The country wants to develop a locally made "national drug," as part of its "domestic and national" initiative, which involves everything from tanks to software to curb imports. The drug is being developed jointly by the Health Ministry and local universities.
Professor Nazım Şekeroğlu, who heads Association of Mediterranean Medical and Aromatic Plants Association, said academics studying medicinal and aromatic plants stepped up efforts after President Recep Tayyip Erdoğan's recent call for the development of a "national drug."

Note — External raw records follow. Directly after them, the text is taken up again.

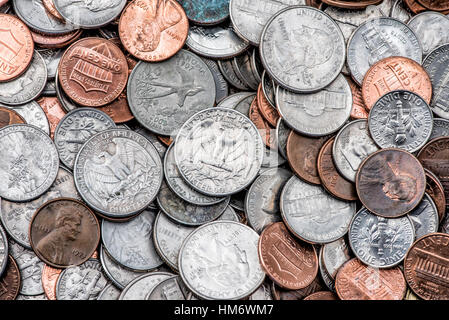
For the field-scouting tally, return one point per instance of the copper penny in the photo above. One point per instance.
(395, 73)
(9, 116)
(332, 181)
(266, 110)
(290, 263)
(16, 47)
(426, 267)
(435, 190)
(64, 232)
(153, 30)
(93, 72)
(356, 281)
(302, 155)
(54, 111)
(390, 182)
(10, 281)
(266, 131)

"The studies will not be confined to academic papers. Soon, with the support of the Health Ministry, we will be able to manufacture our own medicine using our natural resources," he says.
Localizing drug production is among Turkey's goals in its struggle to cut import costs in healthcare and offer a better alternative to existing medications. Experts are working on the classification of plants that can be used in the development of entirely plant-based drugs. Şekeroğlu said Anatolia is rich in terms of endemic plant diversity and knowledge in the field. "Turkey has the potential to be a leading international actor in the field of plant-based medications. It can reap profits up to $20 billion within just four years, from products made of medicinal and aromatic plants. Medicinal plants will be in the spotlight more in the future, not only in drug production but also in the cosmetics sector. With the right steps, Turkey can have a large market share in plant-based drugs," he added.
He said Turkey has been an international example in traditional and alternative medicine, but acknowledged it lagged behind other countries when it comes to medicinal plants.
"Germany, the U.S. and Japan took significant steps in the 1950s in using medicinal and aromatic plants to develop drugs and they are now global leaders in the market. Turkey has more than 12,000 species of medicinal plants and most are endemic. We also have a rich resource of ethnobotanical knowledge or folk medicine compiled from the experience of different culture lived in Anatolia," he pointed out.